Dear gawd. The next step is collaborative government.

I do so hope they do regular back-ups...

Correct me if I'm wrong, but isn't an open source system more of a cybersecurity risk?  Wouldn't an updated proprietary (and hopefully less clunky) system been more secure?

Well, if you have the right server package, Drupal isn't clunky. 

We just don't have the budget of the US Gov.  

I'll have to disagree here, Nestor. You don't have to be any more proactive implementing security policies using open source than you do using proprietary.
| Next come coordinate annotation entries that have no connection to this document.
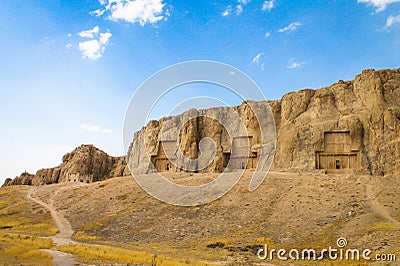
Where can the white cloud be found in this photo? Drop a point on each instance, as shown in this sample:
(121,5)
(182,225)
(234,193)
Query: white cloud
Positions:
(379,5)
(239,9)
(93,49)
(268,5)
(293,64)
(89,33)
(256,59)
(227,11)
(133,11)
(391,20)
(95,129)
(291,27)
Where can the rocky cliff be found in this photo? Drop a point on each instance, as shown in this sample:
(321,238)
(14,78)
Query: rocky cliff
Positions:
(85,164)
(350,124)
(353,125)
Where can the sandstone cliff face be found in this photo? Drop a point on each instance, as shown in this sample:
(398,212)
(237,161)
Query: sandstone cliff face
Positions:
(368,107)
(366,110)
(24,179)
(85,164)
(196,134)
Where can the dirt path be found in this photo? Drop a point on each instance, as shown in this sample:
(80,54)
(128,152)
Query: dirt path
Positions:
(62,237)
(374,204)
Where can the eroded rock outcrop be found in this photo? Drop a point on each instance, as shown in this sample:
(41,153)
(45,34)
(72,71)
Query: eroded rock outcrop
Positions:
(85,164)
(352,125)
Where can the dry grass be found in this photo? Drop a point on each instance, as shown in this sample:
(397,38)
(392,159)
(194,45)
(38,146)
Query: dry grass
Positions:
(22,249)
(22,227)
(81,235)
(21,216)
(102,254)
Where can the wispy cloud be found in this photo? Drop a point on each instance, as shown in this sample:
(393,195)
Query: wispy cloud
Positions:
(93,49)
(89,33)
(294,64)
(238,9)
(257,60)
(379,5)
(392,20)
(227,11)
(95,129)
(291,27)
(133,11)
(268,5)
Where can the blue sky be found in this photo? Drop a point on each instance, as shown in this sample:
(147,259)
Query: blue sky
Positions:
(69,68)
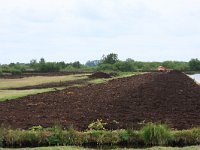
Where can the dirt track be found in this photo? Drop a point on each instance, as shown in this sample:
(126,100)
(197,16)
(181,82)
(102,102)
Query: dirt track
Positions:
(172,98)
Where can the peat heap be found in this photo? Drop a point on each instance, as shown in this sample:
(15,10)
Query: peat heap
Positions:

If anything you have to be more proactive with proprietary solutions as those are the ones most targeted by script kiddies.

@Heatwave,

My apologies. What I meant is that with proprietary software, most patches are "pushed" to the customer by the vendor, while with open-source, at least in my experience, the user has to "pull" any updates (i.e., seek and download what he needs).
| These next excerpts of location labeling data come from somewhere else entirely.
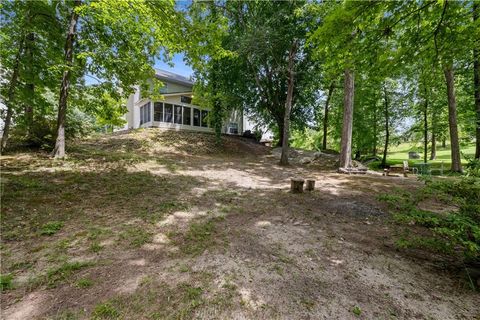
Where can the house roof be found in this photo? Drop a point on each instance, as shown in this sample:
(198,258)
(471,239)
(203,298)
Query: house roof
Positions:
(173,77)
But then, I work in an environment where all our COTS (Commercial Off-The-Shelf) packages are fully supported with site licenses, service agreements and all that good stuff. With FOSS (Free Open Source Software) we're on our own.

I'd rather be on my own with FOSS than trapped in a licence with COTS.
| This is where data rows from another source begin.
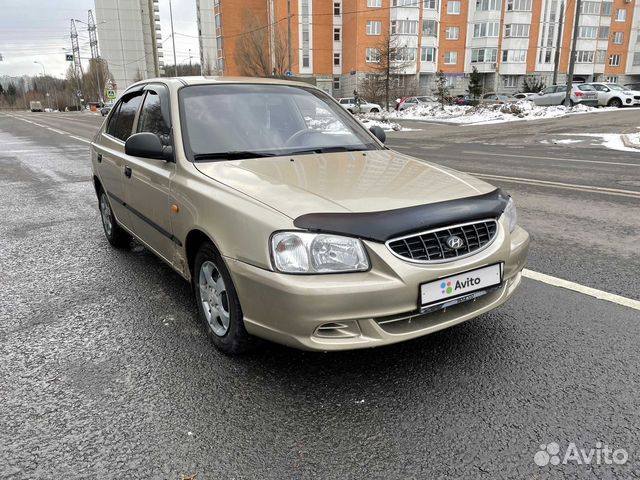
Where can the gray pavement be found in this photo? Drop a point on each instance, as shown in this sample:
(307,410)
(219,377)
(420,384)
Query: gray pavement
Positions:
(105,371)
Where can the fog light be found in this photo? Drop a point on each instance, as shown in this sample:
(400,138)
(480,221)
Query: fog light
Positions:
(338,330)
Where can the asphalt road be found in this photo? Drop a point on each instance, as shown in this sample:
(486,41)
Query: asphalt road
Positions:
(105,371)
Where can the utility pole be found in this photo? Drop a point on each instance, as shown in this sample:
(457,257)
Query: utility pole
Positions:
(289,33)
(556,60)
(173,39)
(572,57)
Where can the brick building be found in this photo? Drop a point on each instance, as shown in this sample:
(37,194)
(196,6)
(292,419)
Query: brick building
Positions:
(336,41)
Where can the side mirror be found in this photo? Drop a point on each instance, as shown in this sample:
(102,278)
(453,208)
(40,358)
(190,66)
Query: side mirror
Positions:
(379,133)
(147,145)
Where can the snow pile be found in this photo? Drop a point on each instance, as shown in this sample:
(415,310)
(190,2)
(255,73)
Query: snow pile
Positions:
(521,110)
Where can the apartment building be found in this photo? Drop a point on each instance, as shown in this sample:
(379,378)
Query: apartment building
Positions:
(130,39)
(338,42)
Forums.  User groups.  Access to the source code.  All of these things are massive advantages to the savvy administrator.  I'm rarely more than five minutes away from finding a fix to any issue I encounter with any of the software I run on Linux.  I've never been able to say that about any of the COTS software we run.  Five minutes from pages and pages of "yeah, we know about that problem but there's nothing we can do to fix it at the moment", that's something I know about.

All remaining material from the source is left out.